Coronel afirmou aos senadores que problemas começaram a surgir com as exigências por documentos que comprovassem a origem e a existência das vacinas
Blanco diz que percebeu com o tempo que história de Dominguetti “não parava em pé”
Foto: Jefferson Rudy/Agência Senado

O coronel Marcelo Blanco disse hoje à CPI da Covid que só percebeu com o tempo que a história contada por Luiz Paulo Dominguetti, sobre a oferta de 400 milhões de doses de vacina contra a Covid, “não parava em pé”.

Essa suposta ingenuidade do militar fez com que ele levasse o cabo da Polícia Militar de Minas Gerais e pretenso vendedor de vacinas ao encontro de Roberto Dias, ex-diretor de Logística do Ministério da Saúde.

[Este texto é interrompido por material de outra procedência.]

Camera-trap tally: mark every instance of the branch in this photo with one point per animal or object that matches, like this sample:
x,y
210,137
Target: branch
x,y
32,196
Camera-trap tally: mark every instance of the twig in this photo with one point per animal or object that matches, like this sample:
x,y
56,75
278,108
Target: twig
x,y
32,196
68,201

“Com o passar do tempo, você começa a perceber que a história não tinha documento, que ele [Dominguetti] forçava muito pela carta de intenções”, disse o militar.

Segundo Blanco, a imagem de Dominguetti começou a ser desfeita depois de um áudio enviado por Cristiano Carvalho, representante da Davati, envia um áudio falando da sua ligação com a consultoria Mckinsey e falando que o cabo da PM-MG era parceiro comercial da companhia no Brasil.

“Aí comecei a perceber que ficava complicado”, disse Blanco, afirmando ainda que, a partir desse áudio, sempre que cobrados da documentação necessária, Cristiano e Dominguetti jogavam o problema um para o outro.